The world and those in my little corner of it were something to observe, frequently letting the noise happen around me whilst I stayed on the outskirts.
If you’re anything like me, being sensitive can be tough. You notice what others don’t see. Minor things feel major to you. Major things can be overwhelming.
To be sensitive is to feel, to acknowledge, to have a radar exposed to the world taking in the radio waves that are always carried in the atmosphere.
Having that antenna out means picking up on all sorts of signals, both positive and negative, and often leads to over analysing what we’ve picked up, trying to understand it from every which way.
Frustration comes about like this.
To be frustrated is to have sensed something. Something external, maybe; something internal, for sure. Sometimes consciously, other times under the surface.
We notice something outside of us that points to something inside of us and we dislike what we find. We wish it were different, better, fixed, simpler, more us shaped.
But the world isn’t us shaped. It’s you shaped. Them shaped. Everyone else doing their thing shaped. And that can be frustrating.
Frustrating because things aren’t exactly how we’d want them to be. The world wasn’t designed to the spec of our inner monologues. The world doesn’t fit neatly into our prebuilt box, no matter how much we try to jam it in.
One solution is to stop looking. To pretend that the world has in fact fit inside our box and that everything is fine. Nothing to see here, move along. We’re fine.
But to the sensitive this falls short. We notice things whether we like it or not, and we’ve noticed this. Something isn’t quite right and we wish it was. We wish it were better, easier, simpler. And this frustrates us.
Frustration then, is a by-product of seeing. Pent up; it can cause great harm, eating away at our souls from the inside out, until it finally reaches the surface and reveals a hollowed out mess where we used to be.
But if seen, then felt, then processed, then communicated, it can be a force that reshapes our world, internally first, then externally too.
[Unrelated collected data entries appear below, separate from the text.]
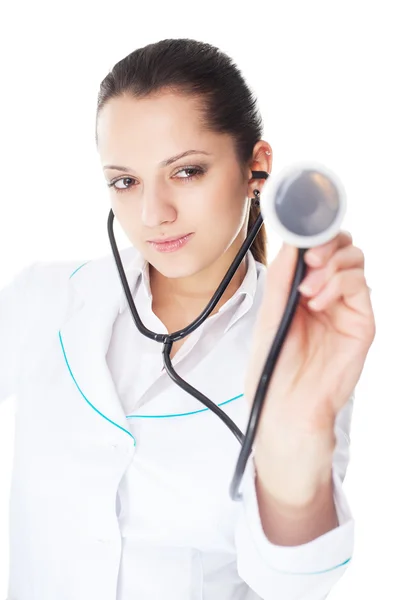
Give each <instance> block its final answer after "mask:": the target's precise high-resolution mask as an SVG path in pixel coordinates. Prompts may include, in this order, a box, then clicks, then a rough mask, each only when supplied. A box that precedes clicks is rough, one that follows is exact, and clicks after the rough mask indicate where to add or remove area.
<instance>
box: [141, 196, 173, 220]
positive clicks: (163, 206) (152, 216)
mask: <svg viewBox="0 0 400 600" xmlns="http://www.w3.org/2000/svg"><path fill="white" fill-rule="evenodd" d="M175 219H176V208H175V207H174V204H173V202H172V201H171V198H170V196H169V195H168V194H167V192H165V190H164V191H162V190H160V189H157V190H156V189H153V190H147V191H146V192H144V193H143V197H142V222H143V225H145V227H148V228H150V229H151V228H152V227H158V225H160V223H164V222H165V221H167V222H169V221H174V220H175Z"/></svg>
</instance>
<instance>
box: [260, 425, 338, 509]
mask: <svg viewBox="0 0 400 600" xmlns="http://www.w3.org/2000/svg"><path fill="white" fill-rule="evenodd" d="M334 449H335V438H334V435H333V434H332V435H329V436H328V435H326V436H325V435H324V436H320V435H316V436H314V435H312V436H309V435H306V436H294V435H293V436H290V437H289V438H288V437H287V436H286V437H284V436H279V437H276V436H275V435H274V437H272V436H270V437H269V438H268V439H266V438H260V437H258V438H257V439H256V444H255V452H254V465H255V469H256V476H257V481H258V486H259V487H260V489H261V490H262V491H263V493H264V494H266V495H268V497H269V498H270V501H275V502H276V503H279V504H280V505H281V506H282V507H285V509H287V510H289V511H290V510H291V508H294V509H301V508H305V509H306V508H307V506H309V505H311V504H313V503H315V501H316V499H317V497H318V495H320V493H321V490H323V489H326V488H327V487H329V486H330V485H331V480H332V460H333V452H334Z"/></svg>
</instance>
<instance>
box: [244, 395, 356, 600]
mask: <svg viewBox="0 0 400 600" xmlns="http://www.w3.org/2000/svg"><path fill="white" fill-rule="evenodd" d="M353 401H354V394H353V395H352V396H351V398H350V399H349V401H348V403H347V404H346V405H345V406H344V407H343V408H342V409H341V411H340V412H339V413H338V415H337V418H336V422H335V435H336V446H335V449H334V452H333V455H332V464H331V467H332V469H331V475H332V477H329V478H327V480H326V481H327V483H326V485H324V484H323V485H322V487H321V488H320V489H319V491H318V493H317V494H316V496H315V497H314V499H313V500H312V501H311V502H310V503H308V505H303V506H302V507H300V508H297V510H296V509H294V508H293V507H288V506H284V507H282V505H280V504H279V503H278V504H277V503H276V502H275V503H274V501H272V500H271V498H270V497H267V499H265V498H266V496H265V494H263V491H262V490H261V491H260V485H258V486H257V476H258V474H257V469H256V462H257V461H256V459H255V457H254V455H252V456H251V458H250V459H249V462H248V464H247V468H246V472H245V475H244V478H243V483H242V493H243V503H242V504H241V506H240V518H239V521H238V523H237V527H236V536H235V539H236V549H237V563H238V572H239V575H240V576H241V578H242V579H243V580H244V581H246V583H247V584H248V585H249V587H250V588H251V589H252V590H253V591H254V592H256V593H257V595H258V596H259V597H260V598H261V599H263V600H264V599H265V600H267V599H269V598H273V599H274V600H323V599H324V598H325V597H326V595H327V594H328V593H329V592H330V591H331V589H332V587H333V586H334V584H335V583H336V582H337V581H338V580H339V579H340V578H341V577H342V575H343V573H344V572H345V570H346V569H347V566H348V564H349V562H350V560H351V555H352V552H353V545H354V521H353V518H352V514H351V511H350V508H349V505H348V503H347V500H346V497H345V495H344V492H343V490H342V482H343V480H344V477H345V473H346V469H347V465H348V461H349V431H350V422H351V415H352V409H353ZM261 487H262V484H261ZM329 490H330V491H329ZM331 492H332V493H331ZM332 504H333V507H332ZM333 509H334V510H333ZM312 511H315V512H314V513H312ZM272 513H273V515H272ZM271 515H272V516H271ZM335 516H337V519H338V526H335V525H336V523H335Z"/></svg>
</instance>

Nothing great happens without someone sensing, becoming frustrated with what is and doing something to change what will be.
So if you, like me, have a delicate radar pointing out at the world partnered up with an overthinking captain at the helm, remember that frustration isn’t inherently bad.
Without noticing the things that need fixing, nothing would ever be made whole.
And sometimes in the noticing we’ll realise it was us that needed to be made whole, after all.